Artikel 218, lid 9, VWEU voorziet in de vaststelling door de Raad van besluiten tot bepaling van “de standpunten die namens de Unie worden ingenomen in een krachtens een overeenkomst opgericht lichaam, wanneer dit lichaam handelingen met rechtsgevolgen vaststelt, met uitzondering van handelingen tot aanvulling of wijziging van het institutionele kader van de overeenkomst”.

Het begrip “handelingen met rechtsgevolgen” omvat tevens handelingen die rechtsgevolgen hebben uit hoofde van de op het betrokken lichaam toepasselijke volkenrechtelijke bepalingen. Onder het begrip “handelingen met rechtsgevolgen” vallen ook instrumenten die volkenrechtelijk niet bindend zijn, maar die een “beslissende invloed [kunnen hebben] op de inhoud van de regelgeving die de wetgever van de Unie vaststelt”1.

4.1.2. Toepassing op het onderhavige geval

WP.29 is een orgaan waarin de overeenkomstsluitende partijen van de VN/ECE de uitvoering van de herziene overeenkomst van 1958 en de parallelle overeenkomst bespreken.

De door WP.29 vast te stellen handelingen zijn handelingen met rechtsgevolgen.

De VN-reglementen in de beoogde handeling zullen voor de EU bindend zijn. Samen met de VN-resolutie zullen zij een beslissende invloed kunnen uitoefenen op de inhoud van de EU-wetgeving op het gebied van typegoedkeuring van voertuigen.

De beoogde handelingen strekken niet tot aanvulling of wijziging van het institutionele kader van de overeenkomst.

De procedurele rechtsgrondslag voor het voorgestelde besluit is derhalve artikel 218, lid 9, VWEU.

4.2. Materiële rechtsgrondslag

4.2.1. Beginselen

De materiële rechtsgrondslag voor een overeenkomstig artikel 218, lid 9, VWEU te nemen besluit wordt in de eerste plaats bepaald door de doelstelling en de inhoud van de beoogde handeling ten aanzien waarvan namens de Unie een standpunt wordt ingenomen.

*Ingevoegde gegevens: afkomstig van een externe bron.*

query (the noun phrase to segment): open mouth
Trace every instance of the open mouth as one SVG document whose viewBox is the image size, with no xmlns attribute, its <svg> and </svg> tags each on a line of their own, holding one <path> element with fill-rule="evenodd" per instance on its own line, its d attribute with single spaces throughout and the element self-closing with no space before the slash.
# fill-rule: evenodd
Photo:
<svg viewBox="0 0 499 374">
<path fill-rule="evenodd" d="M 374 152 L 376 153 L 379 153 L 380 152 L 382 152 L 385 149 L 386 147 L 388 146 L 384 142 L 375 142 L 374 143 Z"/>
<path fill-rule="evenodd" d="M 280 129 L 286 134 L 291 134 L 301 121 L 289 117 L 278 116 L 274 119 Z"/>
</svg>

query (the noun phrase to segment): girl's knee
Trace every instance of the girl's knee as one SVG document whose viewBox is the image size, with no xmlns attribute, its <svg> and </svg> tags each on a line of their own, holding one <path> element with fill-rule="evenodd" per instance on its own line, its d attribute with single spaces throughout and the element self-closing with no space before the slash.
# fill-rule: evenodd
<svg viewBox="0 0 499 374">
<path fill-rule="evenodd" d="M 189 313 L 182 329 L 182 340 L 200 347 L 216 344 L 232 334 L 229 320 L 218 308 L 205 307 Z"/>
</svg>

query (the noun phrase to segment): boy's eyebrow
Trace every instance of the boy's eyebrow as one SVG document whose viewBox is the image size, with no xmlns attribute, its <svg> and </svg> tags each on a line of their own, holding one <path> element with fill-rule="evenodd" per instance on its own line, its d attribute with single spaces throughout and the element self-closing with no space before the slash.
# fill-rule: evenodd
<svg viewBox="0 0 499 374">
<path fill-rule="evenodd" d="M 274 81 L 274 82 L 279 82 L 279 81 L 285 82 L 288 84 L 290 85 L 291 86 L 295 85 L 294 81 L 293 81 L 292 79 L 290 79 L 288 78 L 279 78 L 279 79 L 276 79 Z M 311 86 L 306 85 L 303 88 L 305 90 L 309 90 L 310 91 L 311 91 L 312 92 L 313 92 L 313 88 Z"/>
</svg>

Een beoogde handeling kan twee doelstellingen of twee componenten hebben, waarvan de ene als hoofddoelstelling en de andere als slechts bijkomstig kan worden aangemerkt. In dit geval moet het op grond van artikel 218, lid 9, VWEU genomen besluit op één materiële rechtsgrondslag worden gebaseerd, namelijk op die grondslag die het hoofddoel of de overwegende doelstelling of component betreft.

4.2.2. Toepassing op het onderhavige geval

De doelstelling en inhoud van de beoogde handeling bestaan in de eerste plaats in de onderlinge aanpassing van wettelijke bepalingen. De materiële rechtsgrondslag van het voorgestelde besluit is derhalve artikel 114, VWEU.

4.3. Conclusie

De rechtsgrondslag voor het voorgestelde besluit is artikel 114, VWEU, in samenhang met artikel 218, lid 9, VWEU.